1. Introduction
The application of Artificial Intelligence (AI) in the pharmaceutical industry has advanced considerably over the past few years. Continuous advancements in AI technologies have driven innovation in drug discovery and development, as well as clinical treatment models [1]. In the early stages, AI-generated visualization systems for molecular structures and chemical properties were developed. These tools provided researchers with more intuitive representations of molecular forms, which lay a solid foundation for drug design processes. With the progression of deep learning algorithms and complex computational models, AI has achieved remarkable breakthroughs in drug discovery and development applications, which significantly shorten the time required to identify candidate drugs by precisely predicting molecular interactions [2]. AI has also demonstrated high efficiency in critical processes such as tumor target identification and high-throughput screening (HST) [2,3]. This has facilitated the transformation of new drug innovation and development from traditional experience-driven approaches to data-driven methods, which improve the overall effectiveness of pharmaceutical research.

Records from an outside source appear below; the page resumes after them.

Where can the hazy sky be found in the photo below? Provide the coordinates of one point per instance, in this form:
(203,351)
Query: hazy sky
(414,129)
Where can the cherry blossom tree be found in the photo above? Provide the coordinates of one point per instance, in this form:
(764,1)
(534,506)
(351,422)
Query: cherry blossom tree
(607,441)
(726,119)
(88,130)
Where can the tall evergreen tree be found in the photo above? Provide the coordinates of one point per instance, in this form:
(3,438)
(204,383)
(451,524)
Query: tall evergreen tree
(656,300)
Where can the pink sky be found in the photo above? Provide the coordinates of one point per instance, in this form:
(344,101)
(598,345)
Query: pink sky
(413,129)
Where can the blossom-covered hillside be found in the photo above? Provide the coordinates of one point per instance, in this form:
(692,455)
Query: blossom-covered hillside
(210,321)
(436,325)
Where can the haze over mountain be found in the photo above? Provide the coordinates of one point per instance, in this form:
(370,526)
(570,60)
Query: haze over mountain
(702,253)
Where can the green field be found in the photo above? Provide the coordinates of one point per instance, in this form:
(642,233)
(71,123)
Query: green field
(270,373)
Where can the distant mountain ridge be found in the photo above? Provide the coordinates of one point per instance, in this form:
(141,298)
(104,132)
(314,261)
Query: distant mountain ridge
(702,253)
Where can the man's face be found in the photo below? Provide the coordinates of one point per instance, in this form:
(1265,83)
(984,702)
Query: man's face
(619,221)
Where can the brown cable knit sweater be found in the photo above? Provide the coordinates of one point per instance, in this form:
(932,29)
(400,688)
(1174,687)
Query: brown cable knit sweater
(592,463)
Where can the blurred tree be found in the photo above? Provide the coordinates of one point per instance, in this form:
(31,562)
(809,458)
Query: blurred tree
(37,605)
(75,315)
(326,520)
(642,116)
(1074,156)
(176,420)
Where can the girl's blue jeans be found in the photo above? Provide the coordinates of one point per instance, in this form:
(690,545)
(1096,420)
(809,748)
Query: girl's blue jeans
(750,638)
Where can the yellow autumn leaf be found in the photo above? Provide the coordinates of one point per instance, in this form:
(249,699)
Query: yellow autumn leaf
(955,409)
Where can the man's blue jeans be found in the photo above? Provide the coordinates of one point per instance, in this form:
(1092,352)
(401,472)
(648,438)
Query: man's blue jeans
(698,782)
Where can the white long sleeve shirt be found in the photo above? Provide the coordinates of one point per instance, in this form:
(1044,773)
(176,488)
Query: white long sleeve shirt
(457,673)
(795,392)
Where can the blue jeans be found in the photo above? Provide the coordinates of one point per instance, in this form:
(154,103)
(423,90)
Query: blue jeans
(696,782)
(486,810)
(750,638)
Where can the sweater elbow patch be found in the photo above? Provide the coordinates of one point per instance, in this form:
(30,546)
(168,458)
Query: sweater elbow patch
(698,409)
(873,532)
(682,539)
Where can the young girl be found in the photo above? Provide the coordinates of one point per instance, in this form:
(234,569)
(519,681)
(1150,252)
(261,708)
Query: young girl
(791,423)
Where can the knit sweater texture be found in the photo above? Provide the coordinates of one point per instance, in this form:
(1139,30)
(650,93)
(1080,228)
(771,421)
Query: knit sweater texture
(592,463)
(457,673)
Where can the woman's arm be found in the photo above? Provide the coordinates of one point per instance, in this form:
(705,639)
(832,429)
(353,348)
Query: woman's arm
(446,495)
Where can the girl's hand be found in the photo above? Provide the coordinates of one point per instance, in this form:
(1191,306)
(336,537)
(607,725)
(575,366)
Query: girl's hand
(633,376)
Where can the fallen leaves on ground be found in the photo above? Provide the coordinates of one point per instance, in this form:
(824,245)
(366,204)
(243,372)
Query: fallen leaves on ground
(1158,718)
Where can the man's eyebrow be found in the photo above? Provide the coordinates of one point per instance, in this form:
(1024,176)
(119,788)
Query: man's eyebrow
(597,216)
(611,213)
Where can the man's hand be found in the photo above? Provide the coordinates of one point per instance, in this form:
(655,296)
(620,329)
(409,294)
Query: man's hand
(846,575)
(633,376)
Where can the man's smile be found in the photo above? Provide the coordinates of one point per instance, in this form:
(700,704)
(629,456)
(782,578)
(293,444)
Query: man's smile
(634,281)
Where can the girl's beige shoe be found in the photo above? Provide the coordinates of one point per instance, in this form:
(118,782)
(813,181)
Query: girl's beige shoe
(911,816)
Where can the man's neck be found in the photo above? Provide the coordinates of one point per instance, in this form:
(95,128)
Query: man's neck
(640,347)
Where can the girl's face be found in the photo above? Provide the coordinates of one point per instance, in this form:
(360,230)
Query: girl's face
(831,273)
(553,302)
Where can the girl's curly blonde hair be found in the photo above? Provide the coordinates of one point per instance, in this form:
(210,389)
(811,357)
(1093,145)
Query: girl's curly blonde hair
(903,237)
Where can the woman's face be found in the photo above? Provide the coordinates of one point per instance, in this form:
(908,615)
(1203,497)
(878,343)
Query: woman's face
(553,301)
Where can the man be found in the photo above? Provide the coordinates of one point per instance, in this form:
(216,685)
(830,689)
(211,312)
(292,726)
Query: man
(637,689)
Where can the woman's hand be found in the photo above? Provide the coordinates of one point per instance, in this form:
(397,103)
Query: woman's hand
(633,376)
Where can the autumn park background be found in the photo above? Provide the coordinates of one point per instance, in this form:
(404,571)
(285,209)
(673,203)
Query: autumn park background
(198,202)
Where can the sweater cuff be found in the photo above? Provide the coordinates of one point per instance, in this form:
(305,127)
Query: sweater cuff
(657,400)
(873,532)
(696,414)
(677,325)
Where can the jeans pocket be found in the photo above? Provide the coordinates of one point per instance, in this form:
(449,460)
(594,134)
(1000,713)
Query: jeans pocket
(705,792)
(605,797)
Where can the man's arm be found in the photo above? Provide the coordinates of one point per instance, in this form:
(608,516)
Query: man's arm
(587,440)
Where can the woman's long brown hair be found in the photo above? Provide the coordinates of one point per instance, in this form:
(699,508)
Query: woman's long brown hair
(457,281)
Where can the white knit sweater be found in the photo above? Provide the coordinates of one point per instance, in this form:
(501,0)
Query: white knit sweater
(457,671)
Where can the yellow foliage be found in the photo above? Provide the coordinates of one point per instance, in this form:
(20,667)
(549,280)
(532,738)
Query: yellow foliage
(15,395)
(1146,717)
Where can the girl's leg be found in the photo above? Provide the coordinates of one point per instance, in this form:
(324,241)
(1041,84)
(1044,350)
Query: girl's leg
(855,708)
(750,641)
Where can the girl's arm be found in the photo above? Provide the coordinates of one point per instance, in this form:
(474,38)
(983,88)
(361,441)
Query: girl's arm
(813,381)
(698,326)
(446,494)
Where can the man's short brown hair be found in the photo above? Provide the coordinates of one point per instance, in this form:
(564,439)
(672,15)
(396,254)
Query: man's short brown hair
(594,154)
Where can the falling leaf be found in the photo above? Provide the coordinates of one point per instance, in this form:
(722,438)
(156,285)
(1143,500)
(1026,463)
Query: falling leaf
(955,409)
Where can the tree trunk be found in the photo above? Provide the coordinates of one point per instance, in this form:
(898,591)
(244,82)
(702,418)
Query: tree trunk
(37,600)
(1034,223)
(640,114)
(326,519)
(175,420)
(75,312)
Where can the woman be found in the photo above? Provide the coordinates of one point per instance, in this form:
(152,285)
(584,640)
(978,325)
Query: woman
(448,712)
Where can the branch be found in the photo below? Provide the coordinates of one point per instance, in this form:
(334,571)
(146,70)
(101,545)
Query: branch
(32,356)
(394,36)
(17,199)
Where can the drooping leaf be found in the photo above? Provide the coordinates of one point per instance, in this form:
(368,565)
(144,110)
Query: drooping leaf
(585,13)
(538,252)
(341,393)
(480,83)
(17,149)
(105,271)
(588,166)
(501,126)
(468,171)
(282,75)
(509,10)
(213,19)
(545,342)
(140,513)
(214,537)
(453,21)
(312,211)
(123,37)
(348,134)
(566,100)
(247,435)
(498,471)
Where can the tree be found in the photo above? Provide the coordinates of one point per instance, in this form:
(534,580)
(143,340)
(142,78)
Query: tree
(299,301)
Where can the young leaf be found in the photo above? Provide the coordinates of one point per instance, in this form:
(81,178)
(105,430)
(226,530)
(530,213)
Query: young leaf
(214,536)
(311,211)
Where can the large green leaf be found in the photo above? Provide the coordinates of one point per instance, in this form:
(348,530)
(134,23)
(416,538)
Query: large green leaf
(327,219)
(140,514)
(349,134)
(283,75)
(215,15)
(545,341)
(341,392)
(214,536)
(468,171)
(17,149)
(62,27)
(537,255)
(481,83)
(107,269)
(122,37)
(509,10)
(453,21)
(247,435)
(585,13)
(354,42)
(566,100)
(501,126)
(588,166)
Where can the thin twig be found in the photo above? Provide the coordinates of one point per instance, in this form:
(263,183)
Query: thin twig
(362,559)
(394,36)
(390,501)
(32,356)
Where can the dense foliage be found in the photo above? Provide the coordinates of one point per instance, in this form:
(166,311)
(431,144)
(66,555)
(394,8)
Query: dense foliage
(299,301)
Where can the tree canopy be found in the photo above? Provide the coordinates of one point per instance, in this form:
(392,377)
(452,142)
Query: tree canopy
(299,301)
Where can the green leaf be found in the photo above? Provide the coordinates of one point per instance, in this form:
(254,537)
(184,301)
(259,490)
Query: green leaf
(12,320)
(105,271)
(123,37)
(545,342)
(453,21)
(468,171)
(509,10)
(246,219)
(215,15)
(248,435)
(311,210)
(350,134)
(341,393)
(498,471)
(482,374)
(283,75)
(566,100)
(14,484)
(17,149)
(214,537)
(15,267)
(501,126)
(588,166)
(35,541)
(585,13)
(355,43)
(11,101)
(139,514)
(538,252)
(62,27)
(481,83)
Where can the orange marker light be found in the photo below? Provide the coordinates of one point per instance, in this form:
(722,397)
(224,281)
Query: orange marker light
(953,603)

Currently, AI can integrate multiple types of data to optimize drug dosage and manufacturing processes, reduce research and development costs, accelerate technology transfer, and provide technological support [1]. The deep integration of AI into the end-to-end drug discovery process has become a key future development direction. In clinical precision therapy, the fusion of AI and medical big data has catalyzed a new model of personalized treatment. By using comprehensive genomic sequencing databases and electronic medical record (EMR) systems, AI can integrate multidimensional data including patient genomic features, clinical phenotypes, and treatment response feedback, to construct accurate models for predicting medication use [4-6]. In summary, the in-depth application of artificial intelligence in fields such as drug target design, property prediction, and clinical applications has been widely recognized. This article focuses on elaborating on artificial intelligence in two areas: drug target design and pharmacotoxicological property prediction.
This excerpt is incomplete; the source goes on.